Where brotherly love is in plenty, just like the land
What's in a name?
King Charles II of England had accumulated a substantial amount of debt in the amount of $80,000 to be owed to Admiral Sir William Penn. To relieve his debt, the King granted land in America to the admiral's son, also named William Penn in 1681. At first Penn named the land New Wales, that was over turned so he then named it Sylvania. The king then changed the name to Pennsylvania to honor the admiral.
A Settler's Note
King Charles II paved the way for our colony here in Pennsylvania. His debt worked in our favor as Admiral Sir William Penn's son was granted this land as payment. When my father learned of the region in America where people had self-government, freedom of religion, and land at a fair price he packed up our family; my mother, brother, and myself and we set sail on one of the twenty-three ships that sailed up the Delaware in 1682. Among us was William Penn himself, along with about 2,000 other settlers. We arrived in Philadelphia where the colony had already reached 4,000 people! I did feel a bit of relief that we weren't the first to settle. I had heard tales of painstakingly hard work and wild Natives and I was in no mood to deal with either.

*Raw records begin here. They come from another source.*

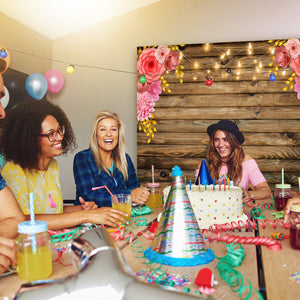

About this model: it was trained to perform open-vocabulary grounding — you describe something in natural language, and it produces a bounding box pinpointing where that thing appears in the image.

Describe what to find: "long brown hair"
[207,129,245,180]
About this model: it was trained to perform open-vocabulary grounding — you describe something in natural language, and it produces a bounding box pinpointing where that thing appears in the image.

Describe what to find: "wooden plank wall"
[137,41,300,190]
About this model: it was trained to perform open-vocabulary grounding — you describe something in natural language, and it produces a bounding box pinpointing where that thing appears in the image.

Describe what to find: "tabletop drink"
[16,221,52,281]
[289,205,300,250]
[274,184,292,211]
[111,194,131,222]
[145,182,163,208]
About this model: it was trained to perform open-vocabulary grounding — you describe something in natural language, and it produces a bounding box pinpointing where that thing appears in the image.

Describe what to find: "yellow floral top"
[2,158,63,215]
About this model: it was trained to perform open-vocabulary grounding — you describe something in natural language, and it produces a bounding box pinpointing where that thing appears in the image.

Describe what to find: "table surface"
[258,205,300,300]
[0,203,300,300]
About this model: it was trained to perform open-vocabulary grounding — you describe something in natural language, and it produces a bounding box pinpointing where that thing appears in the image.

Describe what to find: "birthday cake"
[164,185,248,229]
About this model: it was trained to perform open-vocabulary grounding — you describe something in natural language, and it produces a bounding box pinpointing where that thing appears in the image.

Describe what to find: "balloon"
[45,70,64,94]
[1,86,9,109]
[0,45,10,74]
[25,73,48,100]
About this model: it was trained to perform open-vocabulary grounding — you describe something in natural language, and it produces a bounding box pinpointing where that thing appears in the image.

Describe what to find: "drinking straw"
[281,168,284,198]
[92,185,120,204]
[152,165,154,183]
[49,194,56,207]
[29,192,36,253]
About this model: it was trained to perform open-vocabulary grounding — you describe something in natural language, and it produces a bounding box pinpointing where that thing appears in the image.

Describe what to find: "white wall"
[0,0,300,199]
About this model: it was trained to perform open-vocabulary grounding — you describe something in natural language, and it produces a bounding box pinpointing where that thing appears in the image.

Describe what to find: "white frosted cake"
[164,185,248,229]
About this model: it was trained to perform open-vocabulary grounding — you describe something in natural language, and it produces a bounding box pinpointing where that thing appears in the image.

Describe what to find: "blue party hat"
[195,159,213,185]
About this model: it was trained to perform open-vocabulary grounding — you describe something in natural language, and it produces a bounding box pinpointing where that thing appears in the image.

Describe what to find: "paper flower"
[290,56,300,76]
[165,50,179,71]
[137,92,155,121]
[274,46,291,68]
[155,46,169,64]
[137,48,166,83]
[285,39,300,59]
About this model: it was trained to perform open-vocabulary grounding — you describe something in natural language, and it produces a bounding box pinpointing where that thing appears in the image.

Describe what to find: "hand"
[87,207,128,227]
[0,237,17,274]
[131,188,150,204]
[283,197,300,223]
[79,197,98,210]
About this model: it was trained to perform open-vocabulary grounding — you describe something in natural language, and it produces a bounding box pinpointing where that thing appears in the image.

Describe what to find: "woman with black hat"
[198,120,271,200]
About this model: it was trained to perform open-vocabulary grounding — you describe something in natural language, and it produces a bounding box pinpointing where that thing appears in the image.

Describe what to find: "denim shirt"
[73,148,140,207]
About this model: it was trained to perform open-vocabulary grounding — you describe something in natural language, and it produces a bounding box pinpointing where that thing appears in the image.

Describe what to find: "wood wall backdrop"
[137,41,300,190]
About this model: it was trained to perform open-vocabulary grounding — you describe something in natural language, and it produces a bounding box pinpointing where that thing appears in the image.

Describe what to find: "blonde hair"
[90,110,128,180]
[207,129,245,180]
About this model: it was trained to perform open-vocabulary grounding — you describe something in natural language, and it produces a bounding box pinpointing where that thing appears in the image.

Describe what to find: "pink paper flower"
[274,46,291,68]
[165,50,179,71]
[137,48,166,83]
[285,39,300,59]
[155,46,170,64]
[137,92,155,121]
[147,80,162,101]
[290,56,300,76]
[137,74,148,93]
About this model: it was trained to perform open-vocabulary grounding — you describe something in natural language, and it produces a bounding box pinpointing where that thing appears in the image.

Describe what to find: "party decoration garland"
[137,45,184,144]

Penn had a plan though in which he mapped the settlements along a grid and made harmonious relations with the Indians. As our settlement became more successful, more people flooded in. Many different languages and cultures were practiced and even though not all of Penn's plans for a cohesive, hierarchical society came to fruition, we were a prosperous group who came to own slaves who strengthened our homesteads and economy.